Keine Frage, die bei vielen deutschen Verlagen gängige Praxis ein Buch in zwei Teile zu spalten, um mehr Geld zu kassieren, nur um es dann später irgendwann in der Originalversion herauszubringen, ist nervig und unverschämt. Aber dem Buch als solches deswegen eine schlechte Bewertung zu geben ist IMO nicht in Ordnung.
Wie schon in den anderen Rezensionen erwähnt, handelt es sich hier um die Neuausgabe des Buches "Dawnthief", dass auf Deutsch in den letzten Jahren als die Bücher "Zauberbann" und "Drachenschwur" erschienen ist.
In diesem ersten Band geht es darum, dass der Söldnertrupp "Der Rabe" dabei hilft die Rückkehr einer Gruppe übermächtiger Zauberer, die man die Wytchlords nennt, ins Reich der Lebenden zu verhindern.
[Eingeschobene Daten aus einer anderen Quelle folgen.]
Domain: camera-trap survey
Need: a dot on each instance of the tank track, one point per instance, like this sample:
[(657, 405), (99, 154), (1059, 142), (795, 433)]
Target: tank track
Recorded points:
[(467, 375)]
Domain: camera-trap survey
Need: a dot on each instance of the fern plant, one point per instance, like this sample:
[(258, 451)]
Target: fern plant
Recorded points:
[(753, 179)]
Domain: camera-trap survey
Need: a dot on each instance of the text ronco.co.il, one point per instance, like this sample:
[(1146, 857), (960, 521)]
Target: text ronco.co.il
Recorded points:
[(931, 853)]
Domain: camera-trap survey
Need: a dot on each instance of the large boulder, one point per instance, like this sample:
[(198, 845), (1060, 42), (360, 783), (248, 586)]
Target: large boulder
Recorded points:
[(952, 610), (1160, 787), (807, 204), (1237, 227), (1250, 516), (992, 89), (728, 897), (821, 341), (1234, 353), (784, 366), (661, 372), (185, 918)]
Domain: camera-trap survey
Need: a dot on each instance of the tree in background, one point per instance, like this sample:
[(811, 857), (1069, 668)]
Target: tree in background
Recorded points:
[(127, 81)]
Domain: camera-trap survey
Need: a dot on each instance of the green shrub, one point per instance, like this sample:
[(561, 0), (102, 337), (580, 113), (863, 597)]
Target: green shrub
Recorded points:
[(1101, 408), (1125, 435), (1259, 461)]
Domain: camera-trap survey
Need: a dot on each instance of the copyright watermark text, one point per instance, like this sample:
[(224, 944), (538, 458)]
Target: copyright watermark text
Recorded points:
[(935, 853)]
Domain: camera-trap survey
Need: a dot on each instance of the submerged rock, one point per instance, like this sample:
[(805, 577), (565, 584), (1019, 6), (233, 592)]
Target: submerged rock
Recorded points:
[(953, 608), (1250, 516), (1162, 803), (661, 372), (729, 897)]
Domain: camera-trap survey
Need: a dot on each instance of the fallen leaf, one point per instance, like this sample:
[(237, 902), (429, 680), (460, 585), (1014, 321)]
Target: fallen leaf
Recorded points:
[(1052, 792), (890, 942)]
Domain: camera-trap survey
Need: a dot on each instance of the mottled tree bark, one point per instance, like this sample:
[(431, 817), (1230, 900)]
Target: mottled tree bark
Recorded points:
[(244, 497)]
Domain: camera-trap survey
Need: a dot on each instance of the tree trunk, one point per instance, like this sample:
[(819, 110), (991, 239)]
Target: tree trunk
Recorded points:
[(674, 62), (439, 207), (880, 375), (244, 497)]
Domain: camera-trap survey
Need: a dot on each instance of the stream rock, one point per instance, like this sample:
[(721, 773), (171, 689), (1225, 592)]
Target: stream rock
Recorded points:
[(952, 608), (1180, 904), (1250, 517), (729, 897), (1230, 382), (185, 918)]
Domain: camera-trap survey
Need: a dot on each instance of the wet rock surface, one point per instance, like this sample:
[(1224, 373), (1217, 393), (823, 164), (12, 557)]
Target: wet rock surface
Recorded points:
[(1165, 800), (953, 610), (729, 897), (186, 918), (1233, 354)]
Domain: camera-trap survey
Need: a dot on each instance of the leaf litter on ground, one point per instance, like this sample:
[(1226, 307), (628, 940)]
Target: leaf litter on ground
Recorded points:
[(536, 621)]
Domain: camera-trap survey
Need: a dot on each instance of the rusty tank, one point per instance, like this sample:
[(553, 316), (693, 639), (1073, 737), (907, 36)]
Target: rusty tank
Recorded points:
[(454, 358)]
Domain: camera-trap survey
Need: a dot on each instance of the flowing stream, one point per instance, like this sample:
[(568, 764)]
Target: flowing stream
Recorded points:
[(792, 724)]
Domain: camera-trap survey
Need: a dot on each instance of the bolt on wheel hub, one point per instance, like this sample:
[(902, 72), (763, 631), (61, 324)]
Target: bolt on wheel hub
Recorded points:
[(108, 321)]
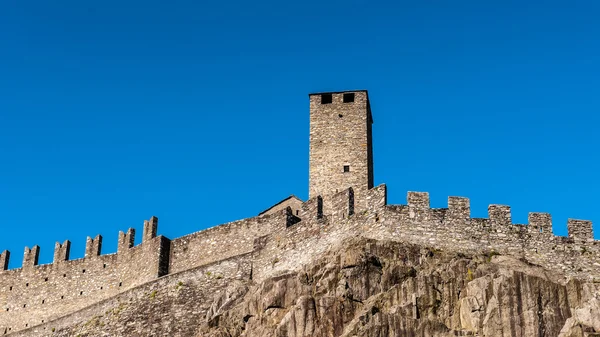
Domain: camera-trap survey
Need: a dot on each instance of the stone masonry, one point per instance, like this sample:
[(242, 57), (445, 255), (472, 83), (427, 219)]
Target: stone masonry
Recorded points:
[(39, 299)]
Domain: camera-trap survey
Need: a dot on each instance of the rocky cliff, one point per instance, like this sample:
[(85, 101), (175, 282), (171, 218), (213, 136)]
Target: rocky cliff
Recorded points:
[(365, 288)]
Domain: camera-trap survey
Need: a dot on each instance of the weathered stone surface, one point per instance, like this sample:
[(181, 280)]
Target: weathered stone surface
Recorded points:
[(393, 289)]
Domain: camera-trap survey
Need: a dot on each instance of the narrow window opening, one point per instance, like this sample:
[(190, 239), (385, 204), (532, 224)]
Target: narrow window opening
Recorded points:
[(349, 97), (326, 99)]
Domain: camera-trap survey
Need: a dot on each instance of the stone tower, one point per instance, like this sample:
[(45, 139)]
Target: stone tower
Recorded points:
[(341, 151)]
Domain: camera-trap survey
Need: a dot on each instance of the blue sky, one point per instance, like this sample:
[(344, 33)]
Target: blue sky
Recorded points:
[(197, 112)]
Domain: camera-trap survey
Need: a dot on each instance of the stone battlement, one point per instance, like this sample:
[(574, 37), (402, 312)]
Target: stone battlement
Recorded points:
[(36, 294), (343, 204)]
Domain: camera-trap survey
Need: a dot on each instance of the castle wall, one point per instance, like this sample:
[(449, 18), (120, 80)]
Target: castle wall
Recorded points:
[(452, 228), (221, 241), (35, 294), (173, 305), (273, 244)]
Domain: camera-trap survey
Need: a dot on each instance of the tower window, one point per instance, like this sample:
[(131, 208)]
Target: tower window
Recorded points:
[(326, 98)]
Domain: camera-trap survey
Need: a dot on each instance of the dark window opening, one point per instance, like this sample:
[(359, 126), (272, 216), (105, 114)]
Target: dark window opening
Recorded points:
[(349, 98), (326, 99)]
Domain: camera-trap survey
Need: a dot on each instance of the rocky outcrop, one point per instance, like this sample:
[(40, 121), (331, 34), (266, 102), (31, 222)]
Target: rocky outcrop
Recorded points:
[(371, 288), (357, 288)]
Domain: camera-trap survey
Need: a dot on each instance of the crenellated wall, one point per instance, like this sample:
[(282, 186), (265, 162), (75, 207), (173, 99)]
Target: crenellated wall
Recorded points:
[(271, 243), (453, 228), (34, 294)]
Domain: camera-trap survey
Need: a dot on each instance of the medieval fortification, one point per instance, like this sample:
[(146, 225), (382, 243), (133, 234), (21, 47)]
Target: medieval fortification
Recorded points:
[(343, 203)]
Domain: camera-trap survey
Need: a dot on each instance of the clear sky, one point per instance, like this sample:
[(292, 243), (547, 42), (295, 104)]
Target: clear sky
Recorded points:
[(197, 111)]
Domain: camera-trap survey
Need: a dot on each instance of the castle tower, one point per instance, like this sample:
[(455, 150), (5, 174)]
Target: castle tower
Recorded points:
[(341, 151)]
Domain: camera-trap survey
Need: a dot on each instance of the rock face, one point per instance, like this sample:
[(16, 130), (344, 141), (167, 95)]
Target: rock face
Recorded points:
[(358, 288), (373, 289)]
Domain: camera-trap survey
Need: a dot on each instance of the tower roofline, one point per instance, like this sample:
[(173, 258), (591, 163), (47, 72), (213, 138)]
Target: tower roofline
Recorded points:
[(337, 92)]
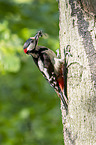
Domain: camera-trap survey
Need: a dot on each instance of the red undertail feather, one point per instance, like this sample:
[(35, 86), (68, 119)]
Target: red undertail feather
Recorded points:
[(61, 83)]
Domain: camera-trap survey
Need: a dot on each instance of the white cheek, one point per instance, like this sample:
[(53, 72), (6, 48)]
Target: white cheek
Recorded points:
[(31, 46), (42, 69)]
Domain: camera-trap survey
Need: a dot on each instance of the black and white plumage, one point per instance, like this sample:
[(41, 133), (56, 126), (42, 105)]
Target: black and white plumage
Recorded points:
[(48, 63)]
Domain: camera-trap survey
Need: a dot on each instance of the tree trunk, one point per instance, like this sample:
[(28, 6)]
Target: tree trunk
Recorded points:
[(77, 29)]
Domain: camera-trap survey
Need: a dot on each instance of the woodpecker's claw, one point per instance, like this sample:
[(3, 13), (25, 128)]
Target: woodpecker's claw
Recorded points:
[(38, 34)]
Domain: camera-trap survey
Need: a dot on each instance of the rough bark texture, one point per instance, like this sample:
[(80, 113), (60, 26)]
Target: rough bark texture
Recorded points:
[(78, 30)]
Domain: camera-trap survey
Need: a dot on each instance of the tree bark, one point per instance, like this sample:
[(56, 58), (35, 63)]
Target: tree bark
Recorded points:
[(77, 29)]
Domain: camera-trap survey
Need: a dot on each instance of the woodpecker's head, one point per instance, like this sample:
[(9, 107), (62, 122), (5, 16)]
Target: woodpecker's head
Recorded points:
[(31, 43)]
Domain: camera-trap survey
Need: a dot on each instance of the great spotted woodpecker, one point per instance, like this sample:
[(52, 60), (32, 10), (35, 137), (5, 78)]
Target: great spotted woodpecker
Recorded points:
[(53, 68)]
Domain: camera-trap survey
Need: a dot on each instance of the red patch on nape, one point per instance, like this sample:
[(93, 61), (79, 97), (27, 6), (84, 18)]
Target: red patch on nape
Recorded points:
[(25, 50)]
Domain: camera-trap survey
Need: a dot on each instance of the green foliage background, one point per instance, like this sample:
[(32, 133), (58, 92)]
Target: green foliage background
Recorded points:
[(29, 108)]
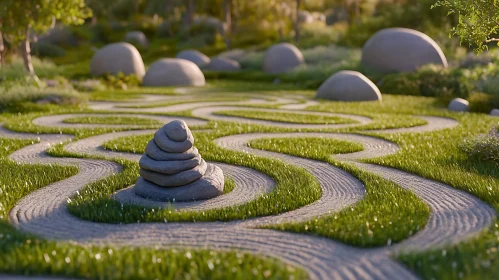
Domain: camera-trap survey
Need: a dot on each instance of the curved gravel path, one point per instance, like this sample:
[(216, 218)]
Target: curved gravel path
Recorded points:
[(455, 215)]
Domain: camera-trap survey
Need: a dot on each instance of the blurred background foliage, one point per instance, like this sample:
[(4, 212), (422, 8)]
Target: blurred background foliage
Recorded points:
[(331, 35)]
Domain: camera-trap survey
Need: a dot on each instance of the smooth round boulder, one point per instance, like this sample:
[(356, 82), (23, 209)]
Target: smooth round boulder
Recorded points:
[(349, 86), (400, 50), (209, 186), (175, 180), (177, 130), (117, 58), (137, 37), (194, 56), (173, 72), (281, 58), (234, 54), (459, 105), (223, 64)]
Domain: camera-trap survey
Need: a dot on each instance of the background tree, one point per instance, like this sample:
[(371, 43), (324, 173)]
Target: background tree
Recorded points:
[(22, 17), (297, 21), (478, 21)]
Auf den ersten Blick klingt das nicht gerade originell, aber diese Geschichte bietet nur den Auftakt zu einer Handlung, die sich über 6 Bände (im Englischen 7, aber der letzte Band "Ravensoul" ist nie übersetzt worden) erstreckt und mit zahlreichen ungewöhnlichen und innovativen Geschichten, Orten und Charakteren aufwartet.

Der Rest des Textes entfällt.